Entries are limited to ‘approved’ fibreglass production yachts designed prior to 1988, from 47ft (14.32m) to 66ft (20.11m) LOA segregated into two groups: ADVENTURE (47-56ft 14.32-17.06m) & SAYULA (56-66ft 17.07-20.11m) classes. In addition, original entries from the first three Whitbread Races (1973/4, 1977/8 and 1981/2) together with ‘Class surveyed’ production sail training yachts up to 68ft (20.73m) make up a third FLYER Class.

Nautor Swan production yachts that fall within the age/length parameters are currently approved, and similar well-proven production yachts will be considered on application. The fleet is limited to a maximum of 30 yachts and the Race will be sailed under the International Collision Regulations.

Race founder Don McIntyre says:

For the first time in 3 decades, ordinary sailors and yacht owners have an opportunity to experience racing around the world in an affordable, safe and fun way. You don’t need to be an elite sportsman nor require a huge support team. And as far as budgets go, the cost of a campaign need not cost any more than one half of one foil on an IMOCA 60.

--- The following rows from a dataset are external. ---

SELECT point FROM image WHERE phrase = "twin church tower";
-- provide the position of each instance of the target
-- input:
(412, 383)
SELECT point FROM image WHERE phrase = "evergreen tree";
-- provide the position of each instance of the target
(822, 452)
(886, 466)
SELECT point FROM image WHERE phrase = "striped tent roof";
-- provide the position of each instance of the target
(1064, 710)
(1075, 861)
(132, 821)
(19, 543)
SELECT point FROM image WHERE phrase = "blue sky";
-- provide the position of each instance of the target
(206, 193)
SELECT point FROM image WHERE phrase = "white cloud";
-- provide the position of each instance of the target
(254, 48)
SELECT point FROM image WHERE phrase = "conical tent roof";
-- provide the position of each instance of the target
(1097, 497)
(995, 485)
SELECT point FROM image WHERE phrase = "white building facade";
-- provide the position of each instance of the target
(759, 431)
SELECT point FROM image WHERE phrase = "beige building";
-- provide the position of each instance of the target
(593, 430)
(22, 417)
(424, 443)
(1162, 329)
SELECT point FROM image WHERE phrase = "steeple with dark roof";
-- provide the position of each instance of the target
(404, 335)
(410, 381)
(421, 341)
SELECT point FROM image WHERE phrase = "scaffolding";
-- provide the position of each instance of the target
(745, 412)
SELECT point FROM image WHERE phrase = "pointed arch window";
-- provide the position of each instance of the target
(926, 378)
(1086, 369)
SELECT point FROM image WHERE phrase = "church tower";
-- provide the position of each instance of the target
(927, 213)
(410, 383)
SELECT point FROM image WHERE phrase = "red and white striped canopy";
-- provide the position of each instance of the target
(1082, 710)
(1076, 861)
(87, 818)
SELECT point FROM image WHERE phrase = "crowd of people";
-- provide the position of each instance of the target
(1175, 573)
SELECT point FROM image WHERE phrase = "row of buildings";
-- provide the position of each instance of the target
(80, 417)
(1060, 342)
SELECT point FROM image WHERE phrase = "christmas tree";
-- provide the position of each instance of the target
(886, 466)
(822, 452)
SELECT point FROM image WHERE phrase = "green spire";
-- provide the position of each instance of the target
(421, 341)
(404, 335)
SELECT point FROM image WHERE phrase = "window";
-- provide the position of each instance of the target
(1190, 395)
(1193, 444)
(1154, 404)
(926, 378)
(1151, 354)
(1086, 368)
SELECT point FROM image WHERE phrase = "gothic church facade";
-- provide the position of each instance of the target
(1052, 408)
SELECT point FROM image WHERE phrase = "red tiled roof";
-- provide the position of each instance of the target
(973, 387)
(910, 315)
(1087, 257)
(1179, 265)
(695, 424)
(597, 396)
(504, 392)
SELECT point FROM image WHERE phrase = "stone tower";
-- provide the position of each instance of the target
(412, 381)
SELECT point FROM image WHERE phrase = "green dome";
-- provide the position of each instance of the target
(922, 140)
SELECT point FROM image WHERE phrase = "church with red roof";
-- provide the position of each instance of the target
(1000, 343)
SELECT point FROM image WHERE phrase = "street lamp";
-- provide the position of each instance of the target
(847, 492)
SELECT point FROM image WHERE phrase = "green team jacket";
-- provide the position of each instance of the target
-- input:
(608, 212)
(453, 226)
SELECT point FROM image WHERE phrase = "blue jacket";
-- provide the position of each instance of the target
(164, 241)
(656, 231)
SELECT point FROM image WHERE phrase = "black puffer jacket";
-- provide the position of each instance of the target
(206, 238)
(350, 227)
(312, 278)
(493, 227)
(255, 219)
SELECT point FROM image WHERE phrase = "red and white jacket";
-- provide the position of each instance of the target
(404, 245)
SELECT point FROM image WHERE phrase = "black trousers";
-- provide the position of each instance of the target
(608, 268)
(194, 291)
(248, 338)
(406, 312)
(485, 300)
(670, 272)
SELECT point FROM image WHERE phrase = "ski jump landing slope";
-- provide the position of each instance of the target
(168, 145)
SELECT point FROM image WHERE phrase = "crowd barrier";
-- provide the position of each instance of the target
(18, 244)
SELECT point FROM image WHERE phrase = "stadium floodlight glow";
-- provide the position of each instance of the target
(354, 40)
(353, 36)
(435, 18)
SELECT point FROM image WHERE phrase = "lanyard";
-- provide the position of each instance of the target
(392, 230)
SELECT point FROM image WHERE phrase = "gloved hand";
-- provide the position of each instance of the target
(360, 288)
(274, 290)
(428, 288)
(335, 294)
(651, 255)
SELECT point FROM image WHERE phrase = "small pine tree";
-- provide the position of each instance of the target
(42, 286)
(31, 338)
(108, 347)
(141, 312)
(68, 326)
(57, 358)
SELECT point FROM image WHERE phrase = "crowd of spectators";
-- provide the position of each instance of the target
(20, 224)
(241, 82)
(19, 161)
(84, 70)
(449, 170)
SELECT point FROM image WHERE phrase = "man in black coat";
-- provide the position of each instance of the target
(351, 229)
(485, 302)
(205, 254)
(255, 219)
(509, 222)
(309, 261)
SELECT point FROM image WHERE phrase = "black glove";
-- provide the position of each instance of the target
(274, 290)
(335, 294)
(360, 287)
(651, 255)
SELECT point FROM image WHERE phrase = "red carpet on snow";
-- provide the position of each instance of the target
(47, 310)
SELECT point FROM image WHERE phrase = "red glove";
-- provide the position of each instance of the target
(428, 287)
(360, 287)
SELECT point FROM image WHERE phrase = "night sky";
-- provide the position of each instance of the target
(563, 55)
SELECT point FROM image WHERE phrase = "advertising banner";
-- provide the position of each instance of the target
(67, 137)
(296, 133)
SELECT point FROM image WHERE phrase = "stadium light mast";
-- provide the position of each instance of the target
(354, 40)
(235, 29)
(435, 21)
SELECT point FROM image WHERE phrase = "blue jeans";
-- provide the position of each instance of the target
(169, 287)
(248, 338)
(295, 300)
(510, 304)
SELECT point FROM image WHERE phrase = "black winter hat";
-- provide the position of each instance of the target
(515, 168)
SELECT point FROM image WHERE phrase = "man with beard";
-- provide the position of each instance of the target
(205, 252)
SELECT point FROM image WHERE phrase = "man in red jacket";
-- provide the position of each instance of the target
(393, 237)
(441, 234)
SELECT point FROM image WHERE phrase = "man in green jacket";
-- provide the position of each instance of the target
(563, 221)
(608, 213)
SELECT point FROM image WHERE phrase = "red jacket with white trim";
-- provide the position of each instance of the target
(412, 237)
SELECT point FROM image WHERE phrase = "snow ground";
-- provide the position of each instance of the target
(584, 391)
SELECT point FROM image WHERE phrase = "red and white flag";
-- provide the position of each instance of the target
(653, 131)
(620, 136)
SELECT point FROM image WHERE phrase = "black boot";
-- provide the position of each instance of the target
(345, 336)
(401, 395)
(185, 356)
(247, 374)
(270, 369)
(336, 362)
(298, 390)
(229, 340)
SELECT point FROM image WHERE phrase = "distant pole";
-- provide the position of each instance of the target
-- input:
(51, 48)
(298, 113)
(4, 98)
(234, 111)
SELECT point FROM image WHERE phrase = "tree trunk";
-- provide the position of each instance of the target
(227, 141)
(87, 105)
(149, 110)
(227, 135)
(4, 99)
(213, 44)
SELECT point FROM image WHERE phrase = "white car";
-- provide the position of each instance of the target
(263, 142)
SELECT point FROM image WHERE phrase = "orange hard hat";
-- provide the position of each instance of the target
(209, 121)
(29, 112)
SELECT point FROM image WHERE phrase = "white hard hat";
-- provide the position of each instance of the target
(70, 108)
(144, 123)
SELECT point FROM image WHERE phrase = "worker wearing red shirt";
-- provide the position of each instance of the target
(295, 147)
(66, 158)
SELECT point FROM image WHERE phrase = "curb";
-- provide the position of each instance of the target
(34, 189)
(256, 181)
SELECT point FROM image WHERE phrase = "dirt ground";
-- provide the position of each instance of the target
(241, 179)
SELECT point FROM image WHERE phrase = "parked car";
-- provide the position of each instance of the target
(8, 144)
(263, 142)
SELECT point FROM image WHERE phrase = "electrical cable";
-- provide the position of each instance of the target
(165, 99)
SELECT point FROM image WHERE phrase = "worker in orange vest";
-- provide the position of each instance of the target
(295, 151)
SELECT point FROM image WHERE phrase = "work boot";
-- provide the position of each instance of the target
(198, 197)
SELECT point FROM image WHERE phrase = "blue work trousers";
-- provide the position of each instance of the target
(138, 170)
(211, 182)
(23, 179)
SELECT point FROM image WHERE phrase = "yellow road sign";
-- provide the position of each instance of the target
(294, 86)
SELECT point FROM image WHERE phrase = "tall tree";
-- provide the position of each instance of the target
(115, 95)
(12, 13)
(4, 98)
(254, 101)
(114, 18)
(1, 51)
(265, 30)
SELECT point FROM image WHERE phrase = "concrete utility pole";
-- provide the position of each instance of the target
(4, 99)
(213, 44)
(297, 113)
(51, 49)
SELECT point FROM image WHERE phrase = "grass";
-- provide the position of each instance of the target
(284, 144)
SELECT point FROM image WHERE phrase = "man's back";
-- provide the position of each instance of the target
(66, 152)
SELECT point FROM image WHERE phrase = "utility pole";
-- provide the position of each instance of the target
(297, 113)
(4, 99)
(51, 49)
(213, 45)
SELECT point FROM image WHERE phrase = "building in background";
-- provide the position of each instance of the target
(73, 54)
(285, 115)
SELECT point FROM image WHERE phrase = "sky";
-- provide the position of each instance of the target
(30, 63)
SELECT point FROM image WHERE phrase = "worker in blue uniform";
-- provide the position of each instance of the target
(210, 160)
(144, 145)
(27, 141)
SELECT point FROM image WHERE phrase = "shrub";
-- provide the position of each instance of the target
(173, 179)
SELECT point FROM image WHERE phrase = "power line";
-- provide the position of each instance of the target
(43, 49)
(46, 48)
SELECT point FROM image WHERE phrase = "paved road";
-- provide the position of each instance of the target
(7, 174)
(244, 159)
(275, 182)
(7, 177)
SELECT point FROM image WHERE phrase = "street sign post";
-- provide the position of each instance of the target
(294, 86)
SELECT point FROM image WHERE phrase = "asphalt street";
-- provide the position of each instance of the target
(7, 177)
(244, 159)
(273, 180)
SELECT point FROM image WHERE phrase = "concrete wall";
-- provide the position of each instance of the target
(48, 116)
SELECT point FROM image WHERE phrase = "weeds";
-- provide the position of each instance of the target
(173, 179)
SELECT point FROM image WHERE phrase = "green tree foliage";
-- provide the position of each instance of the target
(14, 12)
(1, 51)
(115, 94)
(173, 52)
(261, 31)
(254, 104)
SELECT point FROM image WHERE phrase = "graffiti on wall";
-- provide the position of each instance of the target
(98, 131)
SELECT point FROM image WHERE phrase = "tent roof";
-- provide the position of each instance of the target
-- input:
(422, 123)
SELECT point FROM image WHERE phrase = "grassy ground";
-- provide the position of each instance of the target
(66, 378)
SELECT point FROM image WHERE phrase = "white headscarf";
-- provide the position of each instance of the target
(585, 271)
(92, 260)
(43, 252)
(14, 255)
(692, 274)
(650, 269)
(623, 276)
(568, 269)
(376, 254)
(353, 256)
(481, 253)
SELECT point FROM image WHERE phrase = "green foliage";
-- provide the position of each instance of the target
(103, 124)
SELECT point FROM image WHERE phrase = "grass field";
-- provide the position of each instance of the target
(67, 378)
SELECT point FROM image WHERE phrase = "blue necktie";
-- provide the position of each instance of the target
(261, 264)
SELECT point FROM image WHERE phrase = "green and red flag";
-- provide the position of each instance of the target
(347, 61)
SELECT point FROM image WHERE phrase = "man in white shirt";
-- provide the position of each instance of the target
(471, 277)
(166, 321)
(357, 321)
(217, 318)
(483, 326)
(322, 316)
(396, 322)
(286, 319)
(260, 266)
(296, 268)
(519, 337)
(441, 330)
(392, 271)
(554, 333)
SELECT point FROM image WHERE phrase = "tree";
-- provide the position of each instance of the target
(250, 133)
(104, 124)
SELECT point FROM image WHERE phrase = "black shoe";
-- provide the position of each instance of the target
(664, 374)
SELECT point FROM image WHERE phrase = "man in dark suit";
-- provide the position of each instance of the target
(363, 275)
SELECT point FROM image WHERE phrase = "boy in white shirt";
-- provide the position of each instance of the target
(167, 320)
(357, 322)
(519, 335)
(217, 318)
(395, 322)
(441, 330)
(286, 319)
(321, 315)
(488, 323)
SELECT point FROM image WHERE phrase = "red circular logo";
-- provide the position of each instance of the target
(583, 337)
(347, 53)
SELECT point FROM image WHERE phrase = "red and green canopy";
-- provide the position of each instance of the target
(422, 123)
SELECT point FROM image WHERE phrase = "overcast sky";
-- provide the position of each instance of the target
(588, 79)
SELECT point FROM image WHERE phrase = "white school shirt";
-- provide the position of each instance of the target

So many sailors harbour dreams of circling the globe and racing around Cape Horn. The Ocean Globe Race now makes these ambitions possible once more.

Best practice safety and security arrangements recognised by maritime agencies around the world have been adopted for the Race and strict minimum crew standards and numbers are specified for each class. Each yacht must also include at least one woman and youth crew aged under 24 at the start of the race.

McIntyre went on to say that the experience of running the 2018 Golden Globe Race has shown up a strong appetite for simple adventurous sailing around the world and has created a great platform to launch the Ocean Globe Race.

The GGR was a huge success for competitors and attracted a large passionate following around the world. The Race achieved everything we set out to do on a very limited budget. We learned important things about what works and why, and now have a unique formula that provides strong point of difference to any other event.

The 2023 Ocean Globe Race will be run under the auspices of by the Royal Nomuka Yacht Club in the Kingdom of Tonga and is underwritten by McIntyre Adventure Ltd.

Applications for an invitation compete will be available from Sept. 10th, 2019, four years ahead of the start.


What will it cost to enter and campaign a competitive entry in the OGR?

A competitive ADVENTURE CLASS entry with 8-9 crew might start with a good NAUTOR SWAN 55

  • Example on brokerage: 180,000 Euro
  • Refit using crew labour 100,000 Euro
  • Entry fees 25,000 Euro
  • Insurance and misc. costs 20,000 Euro

Total Capital outlay 325,000 Euro.

Your crew should contribute total operating cost around the world, food and maintenance. At the conclusion, sell your SWAN for 200,000 Euros. The experience has cost 125,000 Euros. (You could do it for less with a smaller entry). A set of foils and handling gear on an IMOCA 60 is $500-600,000 EUR.